En 2007, les internationales avaient accepté des photos glamour pour promouvoir le Mondial en France. Aujourd'hui, ça choquerait?C.D. : Oui, car la société n'est plus la même. À l'époque, on ne se posait même pas la question, on s'habillait bien et on posait.L.G. : Il y a d'autres manières de nous mettre en avant qu'esthétiquement.

Vous avez chacune fait une pause bébé. Vous l'a-t‐on reproché?C.D. : Ma grossesse n'était pas programmée donc mon club a été surpris. On ne m'a pas mis des bâtons dans les roues mais j'ai senti que c'était problématique car, trois mois avant, une nouvelle joueuse avec un salaire mirobolant était tombée enceinte. J'ai su qu'il y avait eu des remarques dans mon dos. Plus tard, j'ai dit à notre manager qu'on devrait toutes faire des enfants car je suis revenue en pleine forme : mes gros problèmes aux tendons ont disparu. J'ai dû perdre du poids, remuscler mon corps, mais trois mois après l'accouchement j'étais bien.L.G. : Revenir d'une rupture des ligaments croisés m'a coûté plus que de digérer ma grossesse.C.D. : Nous faisons des enfants puis nous revenons, donc les employeurs auront de moins en moins peur. Et ne mettront plus la pression pour décourager la maternité, comme c'est arrivé à d'autres. J'encourage les joueuses à devenir mères. Les sportives n'ont pas à choisir entre carrière et vie privée. L.G. : J'ai entendu dire qu'en ­Hongrie il est écrit qu'une grossesse peut provoquer une rupture de contrat ou une diminution de salaire. Une joueuse m'a confié qu'elle voulait être enceinte mais qu'alors son salaire tomberait à 200 euros. C'est aberrant.

L'égalité salariale, justement, est-ce encore un mirage?C.D. : A Brest, notre budget équivaut au troisième ou au quatrième de la première division hommes. Pourtant, les salaires n'ont rien à voir. L'élite masculine n'a pas énormément de droits télé, alors pourquoi cette différence? Il faut s'intéresser à cette question, même si Brest, en donnant des rémunérations plus élevées, a bousculé le marché et provoqué une augmentation du salaire moyen d'environ 20%, à 2.800 euros. C'est beaucoup, non?L.G. : A Györ, je gagne plus qu'à Metz [2010-2020] car le club a un sponsor puissant, Audi.

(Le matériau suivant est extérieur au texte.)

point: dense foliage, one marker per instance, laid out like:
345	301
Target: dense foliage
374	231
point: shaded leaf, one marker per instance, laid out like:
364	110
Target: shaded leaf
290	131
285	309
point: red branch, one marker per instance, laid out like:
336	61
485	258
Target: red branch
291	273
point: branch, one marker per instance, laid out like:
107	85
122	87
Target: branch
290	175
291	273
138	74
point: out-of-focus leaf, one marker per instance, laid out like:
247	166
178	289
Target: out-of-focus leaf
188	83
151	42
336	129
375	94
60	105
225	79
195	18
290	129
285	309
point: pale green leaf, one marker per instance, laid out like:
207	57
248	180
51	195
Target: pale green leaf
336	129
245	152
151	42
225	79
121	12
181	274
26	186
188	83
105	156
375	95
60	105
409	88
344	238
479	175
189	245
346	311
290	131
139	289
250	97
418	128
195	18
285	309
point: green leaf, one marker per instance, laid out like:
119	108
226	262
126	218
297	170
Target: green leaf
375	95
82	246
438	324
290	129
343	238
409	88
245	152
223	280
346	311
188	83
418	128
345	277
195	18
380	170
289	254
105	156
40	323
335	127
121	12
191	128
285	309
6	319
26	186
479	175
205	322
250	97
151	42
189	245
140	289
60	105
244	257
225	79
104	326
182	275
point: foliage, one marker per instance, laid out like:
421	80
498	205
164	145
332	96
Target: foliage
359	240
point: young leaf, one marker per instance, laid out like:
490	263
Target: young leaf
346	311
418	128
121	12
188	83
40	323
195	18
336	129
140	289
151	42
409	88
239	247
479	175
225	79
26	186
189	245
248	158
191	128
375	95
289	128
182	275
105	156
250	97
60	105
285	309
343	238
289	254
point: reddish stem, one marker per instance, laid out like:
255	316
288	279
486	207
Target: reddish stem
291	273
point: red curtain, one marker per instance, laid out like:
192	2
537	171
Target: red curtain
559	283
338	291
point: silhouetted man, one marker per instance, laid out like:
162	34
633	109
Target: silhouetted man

Ce Mondial, l'équipe de France est-elle condamnée à le gagner pour ne pas retomber dans un relatif anonymat?C.D. : L'idéal, c'est de gagner pour fixer l'intérêt des médias et du public. Mais si on échouait, il faudrait que l'on s'intéresse à nous quand même. J'aimerais qu'on réduise l'écart entre les périodes à fortes sollicitations, comme au lendemain des Jeux, et celles où on retombe dans l'anonymat, peu de temps après.